I am skipping most of the details Kant’s discussion in the last ten pages of the Second Preface on the relationship between his Critique of Pure Reason and the content between his second, slimmer Critique: the Critique of Practical Reason.  I do this because I am a bit overwhelmed by the way Kant’s practical-theoretical distinction plays out, and my head spins in comparing his account to Aristotle’s and Descartes’.  I am also much more interested in focusing on his theoretical for the time being, seeing how it plays out, and THEN focusing on his practical philosophy.  Because the Critique of Pure Reason barely touches on his practical philosophy, I don’t think discussing the bit of preface on his practical philosophy is too important.

So, as a summary, I will just gloss over the entire account of Kant’s philosophical system to wrap up this discussion of prefaces, and in it, I will include the outline of his practical philosophy as well.  I may scan a bit of a chapter out of a book that introduces Kant’s philosophy in a few pages, which would explain these things better than I do.  But after that, I am going to start on the Introduction to the COPR.


This capacity for sensing (the sensibility), when isolated from actual experience, generates imaginations.  For Kant, speculative reason is the result of applying reason to our imaginations.  For example (and we will see this discussed in detail later in the COPR), in the same way that we understand that everything must have a cause in the world, we will imagine that there must be a cause outside the real world for the things in the world.  We in this way apply what we use on the REAL WORLD to something we imagine outside the real world.  Now when we take this speculation to actually be saying something about the real world in the same way as we take our senses to be saying something of the real world, we make a mistake.  We think that what we speculate beyond sense experience is the real world (and this discipline of speculating the real world and taking our speculations as true is called metaphysics), but what we speculate to Kant really does not have the same status as what we sense of the real world.  To Kant, we must limit the status of this speculation to really what it is: mere speculation.

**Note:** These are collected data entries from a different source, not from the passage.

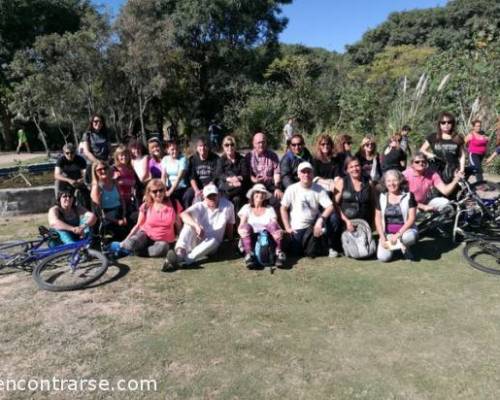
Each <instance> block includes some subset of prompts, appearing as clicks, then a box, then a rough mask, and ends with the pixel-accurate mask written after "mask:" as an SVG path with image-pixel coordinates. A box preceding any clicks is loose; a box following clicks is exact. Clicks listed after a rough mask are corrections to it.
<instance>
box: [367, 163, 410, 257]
mask: <svg viewBox="0 0 500 400" xmlns="http://www.w3.org/2000/svg"><path fill="white" fill-rule="evenodd" d="M403 181H404V177H403V174H402V173H401V172H400V171H398V170H395V169H390V170H389V171H387V172H385V173H384V176H383V182H384V185H385V187H386V188H387V193H381V194H380V196H379V201H378V204H377V205H376V206H375V226H376V228H377V232H378V234H379V243H378V249H377V258H378V259H379V260H380V261H384V262H387V261H390V260H391V258H392V255H393V251H394V250H396V249H400V250H401V251H402V252H403V254H404V255H405V257H406V259H408V260H413V255H412V253H411V251H410V246H412V245H414V244H415V243H416V242H417V238H418V232H417V229H416V227H415V217H416V213H417V202H416V201H415V197H414V196H413V193H411V192H404V191H403V190H402V188H401V184H402V182H403Z"/></svg>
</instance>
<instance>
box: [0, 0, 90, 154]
mask: <svg viewBox="0 0 500 400" xmlns="http://www.w3.org/2000/svg"><path fill="white" fill-rule="evenodd" d="M90 9H91V6H90V3H89V1H88V0H59V1H57V2H54V1H51V0H35V1H32V0H1V1H0V117H1V122H2V126H3V130H2V135H3V138H4V141H5V143H6V145H7V147H8V148H13V145H14V137H13V133H12V132H11V119H12V117H13V114H12V112H11V111H10V110H9V104H10V102H11V101H12V95H13V93H12V83H13V82H12V79H11V77H10V76H9V70H8V65H9V63H10V62H11V61H12V60H13V58H14V54H15V53H16V52H17V51H19V50H24V49H27V48H29V47H30V46H31V45H32V44H33V43H34V42H35V39H36V38H37V37H39V36H42V35H45V34H50V33H63V32H66V31H69V32H75V31H76V30H78V29H79V28H80V23H81V18H82V16H83V15H84V13H85V12H86V11H87V10H90Z"/></svg>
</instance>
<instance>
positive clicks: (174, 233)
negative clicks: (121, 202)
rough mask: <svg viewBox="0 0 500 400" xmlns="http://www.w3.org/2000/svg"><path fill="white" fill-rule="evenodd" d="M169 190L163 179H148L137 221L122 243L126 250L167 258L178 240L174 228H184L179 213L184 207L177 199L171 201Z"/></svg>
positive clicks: (124, 247)
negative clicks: (146, 185) (168, 250)
mask: <svg viewBox="0 0 500 400" xmlns="http://www.w3.org/2000/svg"><path fill="white" fill-rule="evenodd" d="M166 190H167V189H166V187H165V184H164V183H163V182H162V181H161V180H160V179H152V180H151V181H149V183H148V185H147V186H146V190H145V192H146V193H145V194H144V203H143V204H142V205H141V207H140V208H139V216H138V219H137V224H135V226H134V227H133V228H132V230H131V231H130V233H129V234H128V236H127V237H126V238H125V240H123V241H122V242H121V243H120V247H121V248H122V249H124V250H125V251H126V252H129V253H132V252H135V253H139V254H141V253H145V254H147V256H149V257H165V255H166V254H167V251H168V249H169V247H170V246H172V244H173V243H174V242H175V229H176V228H177V229H178V230H180V227H181V220H180V217H179V214H180V213H181V211H182V208H181V205H180V204H179V202H178V201H177V200H171V199H170V198H169V197H168V196H167V195H166Z"/></svg>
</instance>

Those who do not limit speculation in this way, metaphysicians, debate endlessly over the following subjects: does God or does God not exist?  Is there free will, or are human beings unfree?  Is there an immortal soul or is there not?  These are the three issues that become central to Kant’s practical philosophy, which is as follows.

Because Kant says that we must limit speculationand thus remain agnostic about these issues, he claims to paradoxically open up the possibility for resolving these issues once and for all.  Here is how: the answer to these metaphysical questions have profound practical implications.  If God does not exist, there is no morality; if there is no free will, there is no responsibility; if there is no immortal soul, there is no meaning to life, since it will just as soon be eradicated as it came into being.  Kant claims that what metaphysics had been fighting about had been impoverishing a clear and stable practical orientation to the world, since if we do not know the answers to these questions, we cannot know how to live.  But, if we need an answer to these questions so much, and which answer we need is pretty clear-cut, then from the perspective of a practical reason, we must say that the answer is what practical life requires.  Therefore, God exists, we have free will, and we have immortal souls–because practical reason demands that these be true.  What were once disputed within metaphysics are now determined, once and for all, by the demands of what practical reason requires in order to live; where metaphysics had initially said that in the world-in-itself (behind all appearances) existed (or did not exist) God, free will, and/or immortality, now practical reason says that in the world-in-itself (behind all appearances) exists God, free will, and/or immortality.  This is the case, even as theoretical reason, which is limited only to what we can know by the senses, says that we CANNOT know these things.  We end up with two kinds of world then: a world of appearances, which is known by theoretical reason, and a world-in-itself (a world beyond appearances), which is known only by practical reason.

This way of establishing the truth of something, through an appeal to practical reason, while it seems paradoxical, would come to undergird practically all of modern thought: from Hegel and Marx to Nietzsche and Schopenhauer and Freud to Wittgenstein and Foucault.

Now there is a lot more to Kant, a LOT of really important things, but these don’t seem to be in the prefaces, and we’ll get to them as we get through the book, but this should give a flavor.

*(Metaphysics reached its first pinnacle in Aristotle, from whose book we take the name of the discipline.  The origin of the word metaphysics is really this: Aristotle wrote the book, Physics, which was an attempt to account for all change in the natural world, and then he wrote a book after the Physics, which had no title.  And so Andronicus, the man to rediscover Aristotle’s books in a library after a Roman invasion of Greece, decided to give a title to this book.  Well, one meaning of the particle in Greek “meta” is “after.”  So the Metaphysics, “after physics,” is so titled, because it is the book Aristotle that wrote after the Physics.  One can of course take the other meaning of the word meta, which is “beyond”, to be the real meaning of meta in the word metaphysics, in which case metaphysics means “beyond physics,” which is roughly the sense in which many have understood the term “metaphysics” to have meant.)